Author : Beck Dacus
I entered the war room, the data all pulled up on my reader. The e-whiteboard at the front told me that one of the colonels was trying to sell the idea of a space ark to the Admiral, telling him to devote materials to escaping the Solar System and trying to hide. The Admiral had a look of frustrated acceptance on the issue when I came to a stop and saluted.
“Admiral,” I said, “I’m sorry to interrupt, but the Intelligence Division has urgent information from spy telescopes on the Jidehri reinforcements.”
He sighed, “Go ahead.”
“We’ve taken time to look at the star on the other side of the wormhole,” I began, my voice shaking a little, “as well as its immediate surroundings. We’ve managed to identify several planets on the other side. The hole isn’t aligned correctly to show us Mercury or Mars, but Venus, Earth and Jupiter have been resolved after we ran the images through some pattern-recognition software–”
“Hold on,” he said, holding up a hand. “You’ve lost me. It sounds like you’re saying you saw our Solar system through one of their wormholes.”
“That, uh, that is correct, sir,” I managed to utter. “The Intelligence Division has come to the conclusion that what we saw through these wormholes were our planets in other universes. We think that the Jidehri open them when the war in one universe doesn’t go their way, and then pass through to another universe where we, the enemy, are having worse luck. This essentially gives them control over probability, and allows them to devote less resources to lost causes while making their successes even greater.”
“So there have been countless universes where the Jidehri have just up and left. No resistance, no warning.”
“Right. And countless times, universes like ours have received more forces of conquest, leaving us with even less of a chance, prompting even more versions of the Jidehri fleet to come here and fight. It’s a positive feedback loop, and the way things are going now, it’s going to put this universe’s humanity in the ground.”
The war room was silent after my dramatic ending. The officers in the room looked with pale faces at the Admiral and I, partly in fear of the Jidehri, partly in fear of the Admiral’s reaction. Which happened to be a brightening of his eyes and a smile creeping across his face.
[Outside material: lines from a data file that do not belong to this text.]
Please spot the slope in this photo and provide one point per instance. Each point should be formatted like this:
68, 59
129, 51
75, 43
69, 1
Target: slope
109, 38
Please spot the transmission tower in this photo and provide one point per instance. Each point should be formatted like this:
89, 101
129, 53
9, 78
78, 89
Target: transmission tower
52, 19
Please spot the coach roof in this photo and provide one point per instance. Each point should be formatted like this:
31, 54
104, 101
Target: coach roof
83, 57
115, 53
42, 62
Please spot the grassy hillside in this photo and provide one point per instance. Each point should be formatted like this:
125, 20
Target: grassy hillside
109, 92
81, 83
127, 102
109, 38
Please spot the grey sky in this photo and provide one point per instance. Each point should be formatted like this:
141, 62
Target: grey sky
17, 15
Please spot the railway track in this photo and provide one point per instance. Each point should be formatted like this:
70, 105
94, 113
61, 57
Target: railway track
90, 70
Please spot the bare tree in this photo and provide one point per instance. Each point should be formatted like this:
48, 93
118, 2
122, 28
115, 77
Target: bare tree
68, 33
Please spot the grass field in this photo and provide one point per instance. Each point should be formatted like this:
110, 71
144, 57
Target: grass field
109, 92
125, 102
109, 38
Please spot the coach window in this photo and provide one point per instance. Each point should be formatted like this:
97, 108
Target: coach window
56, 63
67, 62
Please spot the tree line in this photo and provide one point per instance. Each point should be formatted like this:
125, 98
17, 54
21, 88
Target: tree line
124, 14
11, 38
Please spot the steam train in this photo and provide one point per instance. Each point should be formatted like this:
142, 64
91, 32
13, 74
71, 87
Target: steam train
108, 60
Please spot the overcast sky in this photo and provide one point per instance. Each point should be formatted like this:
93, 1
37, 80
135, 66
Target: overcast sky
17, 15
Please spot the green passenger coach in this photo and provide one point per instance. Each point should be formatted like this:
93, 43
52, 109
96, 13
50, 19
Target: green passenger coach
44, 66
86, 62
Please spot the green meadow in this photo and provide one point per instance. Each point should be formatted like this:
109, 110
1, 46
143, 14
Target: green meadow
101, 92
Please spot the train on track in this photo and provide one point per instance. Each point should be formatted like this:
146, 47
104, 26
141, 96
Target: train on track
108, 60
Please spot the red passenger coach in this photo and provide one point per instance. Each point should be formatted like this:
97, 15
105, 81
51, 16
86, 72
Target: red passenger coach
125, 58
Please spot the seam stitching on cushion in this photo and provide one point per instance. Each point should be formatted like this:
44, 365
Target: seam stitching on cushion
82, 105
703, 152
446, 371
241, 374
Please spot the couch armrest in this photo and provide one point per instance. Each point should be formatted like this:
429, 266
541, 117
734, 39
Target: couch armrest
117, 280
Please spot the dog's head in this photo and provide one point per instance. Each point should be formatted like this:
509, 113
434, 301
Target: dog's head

“My God! This, ladies and gentlemen, is the turning of the tables! If we put up enough resistance in the coming battle, the Jidehri will leave overnight! Send out a broadcast– I want to notify all of human space about this development.”
“But sir,” I returned, “we’re in a losing universe that, for just that reason, is going to keep on losing! I think we need to take Colonel Rinyan’s proposal of a last-ditch ark seriously. It may be our last option.”
The Admiral actually laughed at me. “Nonsense! If we make it just a little difficult for these damn things, they’ll scrap this war and move on. I wish I could help the next universe over, but the only thing we’re capable of doing is saving ourselves. And that sounds a lot more plausible all of a sudden. Rinyan, I’m afraid we’ll be using the resources you want for the ark on something a little more… militarily oriented. Get the Engineering Division to design some new battleships. This war ends in a fortnight, one way or the other.”